Mevrouw Vos (GroenLinks):

Mijnheer de voorzitter! De Kamer heeft met diverse ministers over het bevorderen van het gebruik van duurzaam hout in Nederland gesproken. In 1995 was het de bedoeling dat wij alleen nog duurzaam geproduceerd hout zouden gaan gebruiken. Dat is tot dusverre niet gelukt. Nu is het doel om dat in ieder geval in 2000 wel te realiseren. Mijn fractie vindt dat dit inderdaad echt moet gebeuren. Helaas hebben wij moeten constateren dat de overheid tot nu toe te weinig daadkracht aan de dag heeft gelegd, te traag heeft geopereerd en te veel onduidelijkheid heeft geschapen. Er is te veel gemodder geweest. Daarnaast is het echter zo dat er natuurlijk bij iedereen veel goede wil aanwezig is om deze zaak voort te trekken. Het lijkt ons daarom belangrijk dat er een duidelijk overheidsbeleid komt. Het is tevens belangrijk dat het goede werk dat internationaal is verricht door de FSC, namelijk een internationaal erkend, operationeel, eenduidig en onafhankelijk totstandgekomen keurmerk, ten volle te ondersteunen. Daarom hebben wij ook de motie ondertekend die net door mevrouw Augusteijn is voorgelezen. Daarnaast wil ik aantekenen dat het wat ons betreft van groot belang is dat er één keurmerk komt, zowel in het belang van de consument als van de houtmarkt zelf.

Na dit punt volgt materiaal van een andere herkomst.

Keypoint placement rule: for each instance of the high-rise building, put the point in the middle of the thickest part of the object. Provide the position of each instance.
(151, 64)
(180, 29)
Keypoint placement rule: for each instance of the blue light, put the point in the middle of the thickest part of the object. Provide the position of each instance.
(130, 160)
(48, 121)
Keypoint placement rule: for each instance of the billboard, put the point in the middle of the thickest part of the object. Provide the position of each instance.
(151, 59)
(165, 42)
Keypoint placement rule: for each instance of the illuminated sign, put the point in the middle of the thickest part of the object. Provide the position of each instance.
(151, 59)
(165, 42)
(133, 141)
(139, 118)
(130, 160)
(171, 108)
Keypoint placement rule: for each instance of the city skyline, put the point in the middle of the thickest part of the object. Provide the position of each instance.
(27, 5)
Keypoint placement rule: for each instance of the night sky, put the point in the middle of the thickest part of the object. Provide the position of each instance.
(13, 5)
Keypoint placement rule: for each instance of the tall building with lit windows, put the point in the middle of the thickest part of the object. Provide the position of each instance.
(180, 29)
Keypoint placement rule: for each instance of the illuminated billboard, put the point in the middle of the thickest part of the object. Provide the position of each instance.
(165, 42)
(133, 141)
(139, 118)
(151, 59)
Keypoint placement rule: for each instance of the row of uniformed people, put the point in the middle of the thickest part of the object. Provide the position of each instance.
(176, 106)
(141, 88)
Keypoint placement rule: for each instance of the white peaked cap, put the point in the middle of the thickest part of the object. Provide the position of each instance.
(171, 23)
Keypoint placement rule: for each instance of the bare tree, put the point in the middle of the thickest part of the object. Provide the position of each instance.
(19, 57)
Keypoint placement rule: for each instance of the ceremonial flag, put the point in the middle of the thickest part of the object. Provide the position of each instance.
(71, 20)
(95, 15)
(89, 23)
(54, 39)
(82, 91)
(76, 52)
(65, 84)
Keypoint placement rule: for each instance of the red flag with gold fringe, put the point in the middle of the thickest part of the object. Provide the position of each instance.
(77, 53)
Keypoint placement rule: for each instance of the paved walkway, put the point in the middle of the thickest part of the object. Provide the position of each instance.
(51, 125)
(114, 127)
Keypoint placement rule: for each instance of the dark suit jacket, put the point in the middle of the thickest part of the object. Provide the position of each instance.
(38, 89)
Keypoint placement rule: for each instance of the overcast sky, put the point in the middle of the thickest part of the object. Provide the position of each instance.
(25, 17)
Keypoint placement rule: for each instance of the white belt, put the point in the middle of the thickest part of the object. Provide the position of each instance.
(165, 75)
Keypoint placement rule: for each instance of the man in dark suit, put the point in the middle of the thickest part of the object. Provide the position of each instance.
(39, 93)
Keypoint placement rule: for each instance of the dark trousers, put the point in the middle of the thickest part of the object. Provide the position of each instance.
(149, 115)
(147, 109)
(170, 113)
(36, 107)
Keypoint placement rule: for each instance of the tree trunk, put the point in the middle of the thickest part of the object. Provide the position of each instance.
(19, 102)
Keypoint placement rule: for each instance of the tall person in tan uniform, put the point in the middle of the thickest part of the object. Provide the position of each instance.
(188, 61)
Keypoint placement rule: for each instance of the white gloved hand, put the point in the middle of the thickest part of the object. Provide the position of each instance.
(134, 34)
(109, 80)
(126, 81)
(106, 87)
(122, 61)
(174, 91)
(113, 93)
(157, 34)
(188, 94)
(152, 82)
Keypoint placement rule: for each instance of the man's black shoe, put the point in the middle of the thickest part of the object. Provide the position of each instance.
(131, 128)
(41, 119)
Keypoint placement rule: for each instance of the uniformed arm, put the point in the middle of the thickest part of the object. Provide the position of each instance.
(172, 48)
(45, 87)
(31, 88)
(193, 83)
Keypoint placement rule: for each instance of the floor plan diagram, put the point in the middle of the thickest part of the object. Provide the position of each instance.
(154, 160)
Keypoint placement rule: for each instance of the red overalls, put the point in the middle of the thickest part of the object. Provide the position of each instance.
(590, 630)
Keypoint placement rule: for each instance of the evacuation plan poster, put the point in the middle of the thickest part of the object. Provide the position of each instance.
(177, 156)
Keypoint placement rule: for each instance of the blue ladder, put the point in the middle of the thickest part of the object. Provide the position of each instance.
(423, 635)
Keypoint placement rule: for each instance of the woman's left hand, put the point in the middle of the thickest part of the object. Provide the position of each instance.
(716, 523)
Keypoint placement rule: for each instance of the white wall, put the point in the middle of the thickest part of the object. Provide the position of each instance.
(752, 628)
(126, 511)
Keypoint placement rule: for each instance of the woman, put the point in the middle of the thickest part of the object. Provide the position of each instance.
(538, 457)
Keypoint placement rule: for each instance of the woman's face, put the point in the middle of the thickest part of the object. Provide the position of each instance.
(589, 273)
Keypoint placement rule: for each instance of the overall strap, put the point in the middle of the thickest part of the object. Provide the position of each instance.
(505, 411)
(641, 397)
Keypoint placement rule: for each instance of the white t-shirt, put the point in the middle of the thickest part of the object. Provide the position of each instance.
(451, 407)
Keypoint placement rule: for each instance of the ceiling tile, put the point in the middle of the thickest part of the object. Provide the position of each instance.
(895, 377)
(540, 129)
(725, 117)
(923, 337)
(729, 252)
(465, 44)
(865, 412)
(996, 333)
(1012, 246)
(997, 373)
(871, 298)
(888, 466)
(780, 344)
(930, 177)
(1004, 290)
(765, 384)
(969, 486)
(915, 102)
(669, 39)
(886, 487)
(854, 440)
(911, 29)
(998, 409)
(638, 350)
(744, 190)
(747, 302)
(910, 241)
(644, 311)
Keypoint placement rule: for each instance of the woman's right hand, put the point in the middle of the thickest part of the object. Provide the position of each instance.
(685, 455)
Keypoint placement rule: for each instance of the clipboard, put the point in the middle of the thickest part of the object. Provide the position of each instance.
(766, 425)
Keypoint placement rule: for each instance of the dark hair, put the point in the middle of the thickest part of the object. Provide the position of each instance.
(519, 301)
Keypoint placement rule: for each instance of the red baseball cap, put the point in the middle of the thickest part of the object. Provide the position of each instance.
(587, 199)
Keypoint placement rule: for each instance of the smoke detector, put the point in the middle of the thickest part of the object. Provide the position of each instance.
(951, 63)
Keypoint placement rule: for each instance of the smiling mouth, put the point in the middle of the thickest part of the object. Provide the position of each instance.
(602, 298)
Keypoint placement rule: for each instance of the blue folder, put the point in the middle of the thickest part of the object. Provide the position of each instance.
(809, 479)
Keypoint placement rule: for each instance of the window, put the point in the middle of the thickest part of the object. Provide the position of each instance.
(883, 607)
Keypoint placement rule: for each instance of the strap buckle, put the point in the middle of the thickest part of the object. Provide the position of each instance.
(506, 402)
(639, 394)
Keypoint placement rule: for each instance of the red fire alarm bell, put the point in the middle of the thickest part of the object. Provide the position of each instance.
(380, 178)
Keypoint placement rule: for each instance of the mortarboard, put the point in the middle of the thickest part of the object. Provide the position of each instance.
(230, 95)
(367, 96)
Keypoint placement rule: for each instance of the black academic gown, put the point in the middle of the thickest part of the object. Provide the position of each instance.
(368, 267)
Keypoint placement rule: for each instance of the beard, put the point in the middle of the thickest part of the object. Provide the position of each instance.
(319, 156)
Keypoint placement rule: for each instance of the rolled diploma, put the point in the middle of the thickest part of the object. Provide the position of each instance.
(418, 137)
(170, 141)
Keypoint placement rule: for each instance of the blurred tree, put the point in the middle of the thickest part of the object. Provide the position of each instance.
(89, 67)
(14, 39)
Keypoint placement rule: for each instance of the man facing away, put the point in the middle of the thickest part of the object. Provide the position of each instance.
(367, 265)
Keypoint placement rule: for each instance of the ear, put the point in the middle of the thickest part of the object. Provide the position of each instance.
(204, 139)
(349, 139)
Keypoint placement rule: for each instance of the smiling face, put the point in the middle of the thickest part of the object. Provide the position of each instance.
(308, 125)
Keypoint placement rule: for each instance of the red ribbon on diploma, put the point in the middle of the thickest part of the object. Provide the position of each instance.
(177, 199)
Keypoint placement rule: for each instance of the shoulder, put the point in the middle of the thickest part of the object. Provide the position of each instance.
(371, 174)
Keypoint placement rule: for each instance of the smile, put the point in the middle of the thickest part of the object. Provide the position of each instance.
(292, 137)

Ik wil ten slotte de regering via een motie oproepen om dit keurmerk, dat nu al functioneert, op verschillende wijzen te ondersteunen. Ik wil daarom de volgende motie aan de Kamer voorleggen.

De Kamer,

gehoord de beraadslaging,

overwegende, dat de FSC een internationaal keurmerk voor duurzaam geproduceerd hout heeft ontwikkeld;

overwegende, dat het FSC-keurmerk reeds operationeel is;

verzoekt de regering het gebruik van duurzaam geproduceerd hout met een FSC-keurmerk in Nederland te bevorderen via onder andere voorlichting, financiële stimulering en gebruik van hout voorzien van een FSC-keurmerk door Rijksgebouwendienst en Rijkswaterstaat,

en gaat over tot de orde van de dag.

De voorzitter:

Deze motie is voorgesteld door het lid M.B. Vos. Naar mij blijkt, wordt zij voldoende ondersteund.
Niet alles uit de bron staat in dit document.